What everyone else said, plus the loaches would likely find your snail to be a healthy snack. 
I personally prefer tetras, I have a mix of Buenis Aries and Brown Skirts and they are very active and amusing. If you want loaches a school of Khulis would be smaller and might do better in your tank. They would prefer a sandy bottom btw. 

hth,
eb


----------



## holly12 (Apr 21, 2011)

Khuli's are awesome fish! They do prefer sand (as do corys) but if the gravel is rounded and has no sharp edges and you have lots of hiding places they'd be ok.


----------



## Hossack (Sep 14, 2011)

Alright so im going to rethink all the fish. I won't be buying them for a little while anyways since the tank was just setup. Also there is sand in the tank maybe it doesn't look like it in the picture.

I'd like to get 6 Black Kuhlii Loach's for sure though.

The Harlequin Rasboras looked interesting and I'm going to be thinking about them.

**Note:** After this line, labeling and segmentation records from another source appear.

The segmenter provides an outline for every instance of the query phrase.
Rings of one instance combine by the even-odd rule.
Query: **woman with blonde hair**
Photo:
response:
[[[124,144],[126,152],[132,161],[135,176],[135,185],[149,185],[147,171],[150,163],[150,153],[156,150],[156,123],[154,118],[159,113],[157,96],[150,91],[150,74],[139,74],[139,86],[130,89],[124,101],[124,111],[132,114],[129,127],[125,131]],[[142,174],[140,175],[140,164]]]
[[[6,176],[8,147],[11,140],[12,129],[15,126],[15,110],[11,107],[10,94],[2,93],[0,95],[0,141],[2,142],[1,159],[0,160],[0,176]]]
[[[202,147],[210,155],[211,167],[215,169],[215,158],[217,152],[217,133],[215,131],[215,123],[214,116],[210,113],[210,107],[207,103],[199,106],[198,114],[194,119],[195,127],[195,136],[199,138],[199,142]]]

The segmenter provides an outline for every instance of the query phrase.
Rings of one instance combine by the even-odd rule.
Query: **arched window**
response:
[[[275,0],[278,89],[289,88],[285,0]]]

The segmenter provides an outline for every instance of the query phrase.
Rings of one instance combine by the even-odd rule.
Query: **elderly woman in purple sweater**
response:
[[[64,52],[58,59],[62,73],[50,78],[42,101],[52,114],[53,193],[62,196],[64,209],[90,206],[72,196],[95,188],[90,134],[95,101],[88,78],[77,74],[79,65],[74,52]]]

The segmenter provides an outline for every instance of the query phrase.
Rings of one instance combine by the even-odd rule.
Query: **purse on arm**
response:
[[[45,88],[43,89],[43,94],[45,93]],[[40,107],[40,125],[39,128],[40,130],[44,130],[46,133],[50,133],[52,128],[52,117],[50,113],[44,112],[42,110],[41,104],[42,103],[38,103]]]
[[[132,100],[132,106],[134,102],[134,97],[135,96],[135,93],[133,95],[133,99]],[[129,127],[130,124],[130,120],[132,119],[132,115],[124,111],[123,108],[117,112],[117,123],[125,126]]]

Is it just the dwarf gouramis that are aggressive towards each other or is it all gouramis?


----------



## holly12 (Apr 21, 2011)

All Gourami are aggressive towards each other. Honey Gourami are supposed to be one of the more 'not so aggressive' but I would still NEVER put more than 1 male in the tank! 

You could do 6 Khulis, 9 Harlequin Rasboras and then either 1 Honey Gourami OR 1 Lace/Pearl Gourami. That would look really nice.


----------



## Hossack (Sep 14, 2011)

Thats what I was thinking. Having a Gourami as the center piece fish. Will I need an algae eater though? I don't want the bottom of the tank to be crowded but could I add say 4 Zebra Oto's in? 

So my list would consist of this:
6 khulis
9 Harlequin Rasboras
1 Pearl Gourami
4 Zebra Otos

I also have to buy a new filter. It came with an Aquaclear 150. I was thinking of picking up the Fluval C3 model. Any thoughts on that filter?


----------



## ShrimpDiver (Sep 28, 2011)

the only thing with the loaches is that they may dig up everything. my loaches dug up every one of my plants and they may knock over all of your decorations.


----------



## HFGGHG (Aug 28, 2011)

Live plants are awesome ! Planted elodea yesterday, per Holly12 suggestion, thanks!, and it looks great in the background. Have a couple of anubias also, beautiful plant. The fish colors pop with the live plants !


----------



## holly12 (Apr 21, 2011)

You don't need an algae eater. If you've got algae, you need to cut your lighting.

The Khulis do need to be fed bottom feeder pellets - shrimp pellets - but they also may scavenge left over food (google that for sure).


----------



## Hossack (Sep 14, 2011)

Alright so I'll leave out the otos. Does it matter which species I add first and how long should I wait to introduce another one?


----------